O aquecimento verificado não foi globalmente uniforme. Durante as últimas décadas, foi em geral superior entre as latitudes de 40°N e 70°N, embora em algumas áreas, como a do Oceano Atlântico Norte, tenha havido um arrefecimento. É muito provável que os continentes tenham aquecido mais do que os oceanos. Há, no entanto que referir que alguns estudos parecem indicar que a variação em irradiação solar pode ter contribuído em cerca de 45–50% para o aquecimento global ocorrido entre 1900 e 2000.
Evidências secundárias são obtidas através da observação das variações da cobertura de neve das montanhas e de áreas geladas, do aumento do nível global das mares, do aumento das precipitações, da cobertura de nuvens, do El Niño e outros eventos extremos de mau tempo durante o século XX.
Por exemplo, dados de satélite mostram uma diminuição de 10% na área que é coberta por neve desde os anos 60. A área da cobertura de gelo no hemisfério norte na primavera e verão também diminuiu em cerca de 10% a 15% desde 1950 e houve retração os glaciais e da cobertura de neve das montanhas em regiões não polares durante todo o século XX. No entanto, a retração dos glaciais na Europa já ocorre desde a era Napoleônica e, no Hemisfério Sul, durante os últimos 35 anos, o derretimento apenas aconteceu em cerca de 2% da Antártida; nos restantes 98%, houve um esfriamento e a IPPC estima que a massa da neve deverá aumentar durante este século. Durante as décadas de 1930 e 1940, em que a temperatura de toda a região ártica era superior à de hoje, a retração dos glaciais na Groelândia era maior do que a atual. A diminuição da área dos glaciais ocorrida nos últimos 40 anos, deu-se essencialmente no Ártico, na Rússia e na América do Norte; na Eurásia (no conjunto Europa e Ásia), houve de fato um aumento da área dos glaciais, que se pensa ser devido a um aumento de precipitação.

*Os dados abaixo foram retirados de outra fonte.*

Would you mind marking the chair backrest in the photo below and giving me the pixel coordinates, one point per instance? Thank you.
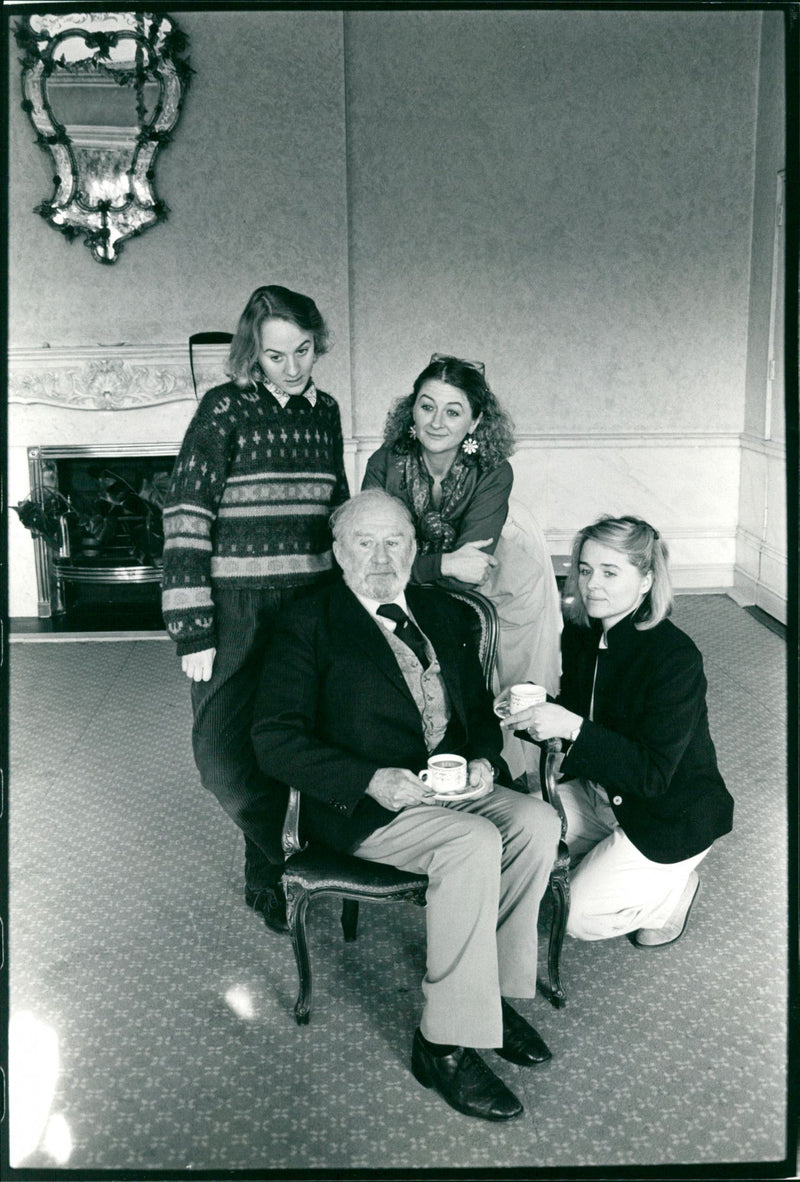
(205, 338)
(487, 629)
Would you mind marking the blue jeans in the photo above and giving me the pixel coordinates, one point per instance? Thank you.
(223, 715)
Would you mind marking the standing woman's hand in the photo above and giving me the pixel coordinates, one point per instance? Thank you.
(199, 666)
(468, 563)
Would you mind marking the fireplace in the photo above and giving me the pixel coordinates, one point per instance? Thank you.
(97, 533)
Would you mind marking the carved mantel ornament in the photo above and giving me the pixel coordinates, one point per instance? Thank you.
(122, 377)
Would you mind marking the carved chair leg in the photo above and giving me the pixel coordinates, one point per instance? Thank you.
(559, 887)
(297, 904)
(350, 919)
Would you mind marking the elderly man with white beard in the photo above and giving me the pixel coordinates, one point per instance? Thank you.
(363, 681)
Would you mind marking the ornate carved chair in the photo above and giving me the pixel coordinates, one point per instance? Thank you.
(559, 877)
(312, 870)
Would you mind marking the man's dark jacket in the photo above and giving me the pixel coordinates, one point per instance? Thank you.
(333, 707)
(649, 742)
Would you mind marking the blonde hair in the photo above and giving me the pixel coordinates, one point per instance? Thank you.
(272, 303)
(644, 547)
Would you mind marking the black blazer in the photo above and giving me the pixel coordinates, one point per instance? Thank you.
(333, 707)
(649, 745)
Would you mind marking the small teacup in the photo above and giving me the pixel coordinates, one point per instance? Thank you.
(446, 774)
(522, 696)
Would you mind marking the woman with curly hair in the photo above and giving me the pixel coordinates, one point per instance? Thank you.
(446, 455)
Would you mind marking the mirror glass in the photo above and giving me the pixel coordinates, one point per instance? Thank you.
(104, 92)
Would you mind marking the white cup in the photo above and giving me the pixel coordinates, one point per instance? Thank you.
(446, 774)
(525, 695)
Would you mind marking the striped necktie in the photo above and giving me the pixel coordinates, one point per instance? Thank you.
(407, 631)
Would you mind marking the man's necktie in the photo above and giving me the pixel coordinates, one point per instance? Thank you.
(407, 631)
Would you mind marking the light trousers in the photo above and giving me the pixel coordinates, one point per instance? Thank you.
(613, 889)
(488, 863)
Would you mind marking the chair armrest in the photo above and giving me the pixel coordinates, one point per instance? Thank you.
(548, 764)
(290, 837)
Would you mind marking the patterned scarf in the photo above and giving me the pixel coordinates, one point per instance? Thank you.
(435, 533)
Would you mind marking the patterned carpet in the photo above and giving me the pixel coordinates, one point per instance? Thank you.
(151, 1012)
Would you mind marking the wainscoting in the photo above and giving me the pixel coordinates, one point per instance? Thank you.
(690, 486)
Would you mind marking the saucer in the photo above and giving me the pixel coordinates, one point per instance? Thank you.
(467, 794)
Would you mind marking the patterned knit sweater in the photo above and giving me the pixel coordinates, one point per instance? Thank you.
(248, 502)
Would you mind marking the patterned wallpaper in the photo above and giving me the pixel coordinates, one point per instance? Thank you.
(565, 194)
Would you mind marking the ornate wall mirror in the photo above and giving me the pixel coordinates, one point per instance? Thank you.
(104, 92)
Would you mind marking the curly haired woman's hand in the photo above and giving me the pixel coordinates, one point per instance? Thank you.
(468, 563)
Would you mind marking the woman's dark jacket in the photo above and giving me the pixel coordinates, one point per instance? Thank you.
(649, 744)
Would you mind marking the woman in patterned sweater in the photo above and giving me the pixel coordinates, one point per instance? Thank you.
(246, 531)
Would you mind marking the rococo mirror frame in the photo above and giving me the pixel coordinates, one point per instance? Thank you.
(117, 163)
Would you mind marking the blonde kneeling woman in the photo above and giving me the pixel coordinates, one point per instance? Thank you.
(642, 790)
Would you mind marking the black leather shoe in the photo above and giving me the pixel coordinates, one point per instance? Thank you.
(270, 903)
(464, 1080)
(520, 1043)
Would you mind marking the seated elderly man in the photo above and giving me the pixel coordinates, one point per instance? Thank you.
(353, 699)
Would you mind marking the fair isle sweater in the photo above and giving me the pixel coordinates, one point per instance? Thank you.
(248, 502)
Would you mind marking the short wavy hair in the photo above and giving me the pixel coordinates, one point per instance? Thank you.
(643, 546)
(281, 304)
(494, 434)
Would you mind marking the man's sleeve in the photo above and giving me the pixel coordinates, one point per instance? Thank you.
(286, 725)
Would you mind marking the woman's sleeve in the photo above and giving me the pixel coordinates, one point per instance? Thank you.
(193, 499)
(483, 517)
(644, 766)
(376, 469)
(342, 488)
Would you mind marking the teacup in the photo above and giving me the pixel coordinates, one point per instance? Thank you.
(444, 774)
(526, 694)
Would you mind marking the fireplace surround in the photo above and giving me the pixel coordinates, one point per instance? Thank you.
(104, 563)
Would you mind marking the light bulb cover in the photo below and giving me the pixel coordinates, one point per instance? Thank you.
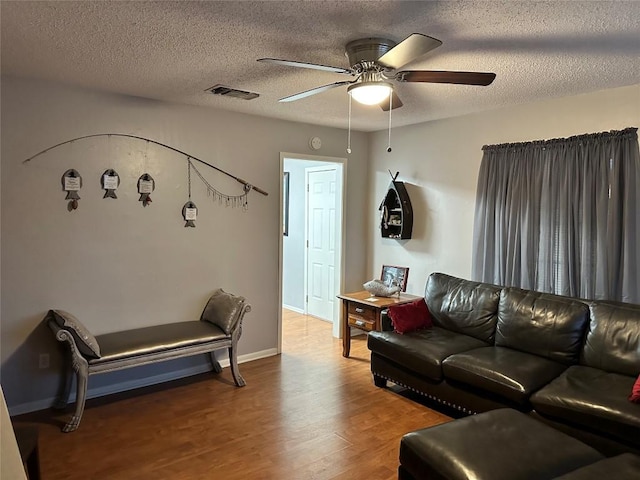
(370, 93)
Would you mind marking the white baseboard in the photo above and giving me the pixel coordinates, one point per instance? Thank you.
(294, 309)
(138, 383)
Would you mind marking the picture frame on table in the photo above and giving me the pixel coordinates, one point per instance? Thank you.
(393, 275)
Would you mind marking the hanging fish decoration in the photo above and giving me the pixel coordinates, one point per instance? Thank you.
(190, 212)
(72, 183)
(110, 180)
(146, 185)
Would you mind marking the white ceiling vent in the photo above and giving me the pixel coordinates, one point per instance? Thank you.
(232, 92)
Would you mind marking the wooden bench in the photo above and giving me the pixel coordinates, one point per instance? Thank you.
(220, 326)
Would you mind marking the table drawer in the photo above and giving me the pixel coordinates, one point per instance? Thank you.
(361, 323)
(362, 316)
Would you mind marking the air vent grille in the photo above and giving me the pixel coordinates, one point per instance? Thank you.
(232, 92)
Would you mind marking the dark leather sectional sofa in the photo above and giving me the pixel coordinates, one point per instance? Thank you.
(568, 362)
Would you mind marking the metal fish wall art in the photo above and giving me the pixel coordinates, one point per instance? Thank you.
(146, 185)
(110, 181)
(72, 183)
(189, 213)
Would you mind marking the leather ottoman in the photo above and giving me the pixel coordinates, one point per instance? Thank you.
(501, 444)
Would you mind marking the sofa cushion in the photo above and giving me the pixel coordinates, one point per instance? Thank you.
(502, 371)
(463, 306)
(84, 339)
(635, 391)
(409, 317)
(613, 338)
(621, 467)
(543, 324)
(501, 444)
(423, 351)
(592, 399)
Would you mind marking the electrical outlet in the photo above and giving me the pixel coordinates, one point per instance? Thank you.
(43, 361)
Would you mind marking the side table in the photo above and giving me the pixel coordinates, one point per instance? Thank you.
(363, 311)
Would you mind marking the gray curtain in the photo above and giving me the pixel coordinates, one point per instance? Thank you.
(561, 216)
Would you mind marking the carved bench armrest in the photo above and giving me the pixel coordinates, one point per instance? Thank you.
(65, 335)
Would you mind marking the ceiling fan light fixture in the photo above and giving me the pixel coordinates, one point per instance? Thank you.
(370, 93)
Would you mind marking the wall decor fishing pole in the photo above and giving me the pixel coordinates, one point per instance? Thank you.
(110, 180)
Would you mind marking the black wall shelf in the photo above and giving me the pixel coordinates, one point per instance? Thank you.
(396, 213)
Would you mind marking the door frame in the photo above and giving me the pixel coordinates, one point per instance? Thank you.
(341, 241)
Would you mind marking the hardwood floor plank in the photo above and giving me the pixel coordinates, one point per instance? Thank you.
(306, 414)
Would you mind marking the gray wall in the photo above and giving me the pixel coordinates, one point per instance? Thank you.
(116, 265)
(440, 162)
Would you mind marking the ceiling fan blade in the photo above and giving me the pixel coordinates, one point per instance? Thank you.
(412, 47)
(313, 91)
(434, 76)
(313, 66)
(395, 102)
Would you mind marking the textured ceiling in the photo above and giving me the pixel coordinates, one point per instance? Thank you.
(173, 51)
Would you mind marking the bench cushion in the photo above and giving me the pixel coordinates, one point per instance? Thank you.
(509, 373)
(422, 351)
(500, 444)
(593, 399)
(140, 341)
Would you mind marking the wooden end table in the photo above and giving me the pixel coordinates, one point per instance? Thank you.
(363, 311)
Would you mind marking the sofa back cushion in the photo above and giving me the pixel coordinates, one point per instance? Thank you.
(463, 306)
(547, 325)
(613, 338)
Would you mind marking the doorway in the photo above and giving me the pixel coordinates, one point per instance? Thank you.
(311, 263)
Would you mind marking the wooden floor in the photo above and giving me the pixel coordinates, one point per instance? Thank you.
(306, 414)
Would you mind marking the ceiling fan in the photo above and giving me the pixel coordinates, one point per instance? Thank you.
(375, 64)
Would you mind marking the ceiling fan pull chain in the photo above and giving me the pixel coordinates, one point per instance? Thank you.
(349, 131)
(390, 110)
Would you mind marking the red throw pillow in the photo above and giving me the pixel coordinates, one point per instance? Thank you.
(409, 317)
(635, 391)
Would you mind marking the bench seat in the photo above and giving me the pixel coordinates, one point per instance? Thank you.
(146, 340)
(220, 326)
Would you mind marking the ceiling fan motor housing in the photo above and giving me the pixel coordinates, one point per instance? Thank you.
(367, 50)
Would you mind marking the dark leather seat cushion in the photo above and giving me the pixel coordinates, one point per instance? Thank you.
(422, 351)
(622, 467)
(593, 399)
(502, 371)
(139, 341)
(497, 445)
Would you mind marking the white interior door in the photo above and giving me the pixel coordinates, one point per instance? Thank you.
(321, 241)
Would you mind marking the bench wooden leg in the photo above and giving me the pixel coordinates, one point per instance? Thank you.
(214, 363)
(82, 374)
(62, 400)
(233, 361)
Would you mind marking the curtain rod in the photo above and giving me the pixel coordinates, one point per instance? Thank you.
(237, 179)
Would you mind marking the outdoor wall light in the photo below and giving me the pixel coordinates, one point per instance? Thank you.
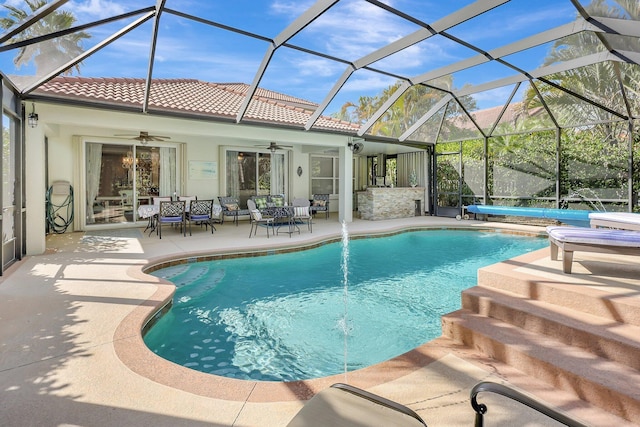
(32, 118)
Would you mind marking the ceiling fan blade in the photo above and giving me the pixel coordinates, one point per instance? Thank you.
(144, 137)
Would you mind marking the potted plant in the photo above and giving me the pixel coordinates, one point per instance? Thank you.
(413, 178)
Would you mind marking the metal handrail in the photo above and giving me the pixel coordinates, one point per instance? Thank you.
(487, 386)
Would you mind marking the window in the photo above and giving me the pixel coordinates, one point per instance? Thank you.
(324, 175)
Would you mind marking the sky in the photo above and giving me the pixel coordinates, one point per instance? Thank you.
(349, 30)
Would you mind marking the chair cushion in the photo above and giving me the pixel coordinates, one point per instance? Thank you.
(261, 202)
(199, 217)
(256, 214)
(301, 211)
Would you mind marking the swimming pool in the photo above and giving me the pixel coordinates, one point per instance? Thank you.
(282, 317)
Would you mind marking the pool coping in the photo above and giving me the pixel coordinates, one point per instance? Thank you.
(130, 348)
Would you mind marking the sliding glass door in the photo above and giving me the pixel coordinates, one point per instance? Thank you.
(119, 178)
(254, 173)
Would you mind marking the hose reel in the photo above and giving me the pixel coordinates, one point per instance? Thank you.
(59, 204)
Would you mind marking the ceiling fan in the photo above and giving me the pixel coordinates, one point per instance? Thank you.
(356, 147)
(145, 137)
(273, 146)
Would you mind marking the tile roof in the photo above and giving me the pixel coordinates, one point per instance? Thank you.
(190, 96)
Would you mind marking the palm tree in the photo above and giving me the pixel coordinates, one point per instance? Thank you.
(54, 51)
(598, 82)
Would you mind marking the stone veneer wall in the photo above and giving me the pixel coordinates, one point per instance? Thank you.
(389, 203)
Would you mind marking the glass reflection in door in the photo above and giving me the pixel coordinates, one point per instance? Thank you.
(122, 177)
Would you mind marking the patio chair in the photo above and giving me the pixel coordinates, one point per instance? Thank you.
(347, 406)
(187, 200)
(320, 203)
(301, 212)
(231, 207)
(262, 202)
(200, 211)
(277, 200)
(173, 213)
(257, 219)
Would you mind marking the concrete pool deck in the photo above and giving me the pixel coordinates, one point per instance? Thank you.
(71, 351)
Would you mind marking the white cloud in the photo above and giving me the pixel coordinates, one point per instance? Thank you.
(93, 9)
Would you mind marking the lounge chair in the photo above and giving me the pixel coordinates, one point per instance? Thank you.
(623, 220)
(600, 240)
(347, 406)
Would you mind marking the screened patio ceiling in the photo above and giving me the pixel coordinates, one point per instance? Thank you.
(406, 71)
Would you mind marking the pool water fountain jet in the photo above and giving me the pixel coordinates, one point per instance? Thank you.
(343, 323)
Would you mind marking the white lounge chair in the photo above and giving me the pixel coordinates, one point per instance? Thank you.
(623, 220)
(600, 240)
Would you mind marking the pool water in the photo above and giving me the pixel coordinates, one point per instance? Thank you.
(290, 316)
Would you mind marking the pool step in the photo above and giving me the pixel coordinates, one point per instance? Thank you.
(593, 357)
(603, 337)
(577, 292)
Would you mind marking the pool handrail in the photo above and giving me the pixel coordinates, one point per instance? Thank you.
(511, 393)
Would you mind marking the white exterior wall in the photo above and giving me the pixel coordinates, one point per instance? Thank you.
(67, 127)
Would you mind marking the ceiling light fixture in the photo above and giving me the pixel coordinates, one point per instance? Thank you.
(33, 117)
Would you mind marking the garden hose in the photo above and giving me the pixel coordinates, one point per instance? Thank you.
(59, 201)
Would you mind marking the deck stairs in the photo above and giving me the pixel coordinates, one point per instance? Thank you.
(574, 338)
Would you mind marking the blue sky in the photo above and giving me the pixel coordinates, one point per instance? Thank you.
(349, 30)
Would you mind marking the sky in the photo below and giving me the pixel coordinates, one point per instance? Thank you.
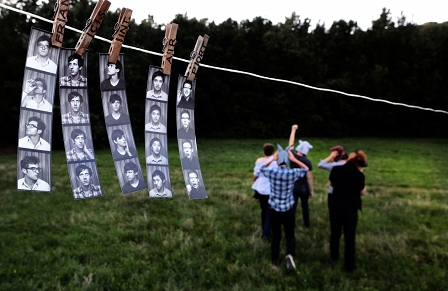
(325, 11)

Estudos divulgados em Abril de 2004 procuraram demonstrar que a maior intensidade das tempestades estava relacionada com o aumento da temperatura da superfície da faixa tropical do Atlântico. Esses fatores teriam sido responsáveis, em grande parte, pela violenta temporada de furacões registrada nos Estados Unidos, México e países do Caribe. No entanto, enquanto, por exemplo, no período de quarto-século de 1945-1969, em que ocorreu um ligeiro aquecimento global, houve 80 furacões principais no Atlântico, no período de 1970-1994, quando o globo se submetia a uma tendência de aquecimento, houve apenas 38 furacões principais. O que indica que a atividade dos furacões não segue necessariamente as tendências médias globais da temperatura.
Causas possíveis
O sistema climático terrestre muda em resposta a variações em fatores externos incluindo variações na sua órbita em torno do Sol, erupções vulcânicas, e concentrações atmosféricas de gases do efeito estufa. As causas detalhadas do aquecimento recente continuam sendo uma área ativa de pesquisa, mas o consenso científico identifica os níveis aumentados de gases estufa devido à atividade humana como a principal causa do aquecimento observado desde o início da era industrial. Essa atribuição é mais clara nos últimos 50 anos, para os quais estão disponíveis os dados mais detalhados. Contrastando com o consenso científico, outras hipóteses foram avançadas para explicar a maior parte do aumento observado na temperatura global. Uma dessas hipóteses é que o aquecimento é resultado principalmente da variação na atividade solar.
Nenhum dos efeitos produzidos pelos fatores condicionantes é instantâneo. Devido à inércia térmica dos oceanos terrestres e à lenta resposta de outros efeitos indiretos, o clima atual da Terra não está em equilíbrio com o condicionamento que lhe é imposto. Estudos de compromisso climático indicam que ainda que os gases estufa se estabilizassem nos níveis do ano 2000, um aquecimento adicional de aproximadamente 0,5 °C ainda ocorreria.
Modelos climáticos
O alarme com o aquecimento global deriva, sobretudo, dos resultados das simulações estatísticas feitas com base em modelos numéricos climáticos e não da observação direta da evolução de variáveis físicas reais. Quando a concentração de gases de efeito de estufa é aumentada nessas simulações, quase todas elas mostram um aumento na temperatura global, sobretudo nas mais altas latitudes do Hemisfério Norte. No entanto, os modelos atualmente usados não simulam todos os aspectos do clima e fazem várias previsões erradas para a época actual: nomeadamente, prevêem o dobro do aquecimento que tem sido efetivamente observado e, por exemplo, uma diminuição de pressão no Oceano Índico, uma área muito sensível para o sistema global, quando se observa o contrário. Estudos recentes indicam igualmente que a influência solar poderá ser significativamente maior da que é suposta nos modelos.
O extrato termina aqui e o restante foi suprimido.